Five Lessons We Learned on Our Way to Centralized Authentication
In many startups, centralized authentication is a “future us” problem. Setting up centralized auth is useful for managing your network, but requires time, domain knowledge, and patience to get many of the technical solutions working. Compare this with the ease of user management via configuration management (CM) tools that your DevOps teams are already using - they work well enough (and, did we mention, are already in place?) - so it makes total sense that many organizations “punt” on this issue.
However, once your organization grows to a certain size, managing users through CM can be a hassle. For one thing, not all systems are going to rely on UNIX authentication (such as Jenkins, Grafana, etc.), so you’ll need to start configuring those separately and possibly outside of your CM platform. As you add monitoring and oversight into your network, this can get confusing quickly - and keeping passwords in sync would be difficult at best. On the security side, you may forget to disable an account after an employee has left. Or, onboarding can take longer than it should as you add accounts to a variety of systems.
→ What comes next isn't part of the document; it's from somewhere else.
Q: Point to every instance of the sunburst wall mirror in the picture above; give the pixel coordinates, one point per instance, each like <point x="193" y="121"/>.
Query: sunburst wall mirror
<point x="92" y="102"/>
Read on to find out what we learned deploying LDAP at Threat Stack - complete with a few bits of open source code!
Lesson #1: Go with what you know (if it makes sense)
One of the de facto standards for storing and querying directory data is LDAP, the Lightweight Directory Access Protocol - and conveniently, it can store passwords and handle authentication as well. Other protocols, such as Kerberos, may be better for this purpose, but deploying Kerberos is a larger and more complicated project. We felt that LDAP would allow us to achieve some quicker wins as long as we ensured a secure deployment with enforced TLS. We also have pretty simple requirements for identity management, and don’t need to integrate with anything that uses a proprietary authentication system, which simplifies our needs.
Having worked with 389DS and OpenLDAP in the past, we ended up selecting OpenLDAP. OpenLDAP seemed like it would be easier to automate deployment and maintenance tasks. We prefer to rely on open source tooling because, generally speaking, that means we can support, debug, and most importantly, automate it easier than we would a proprietary solution. The #openldap channel on the Freenode IRC network also has people who are knowledgeable and respond to questions generally - as long as you have demonstrated that you’ve gone through the documentation. This can be frustrating at times, since the OpenLDAP documentation can be lacking and inconsistent. For those looking to begin with a test deployment, the Ubuntu OpenLDAP Server Guide is a helpful place to begin your journey.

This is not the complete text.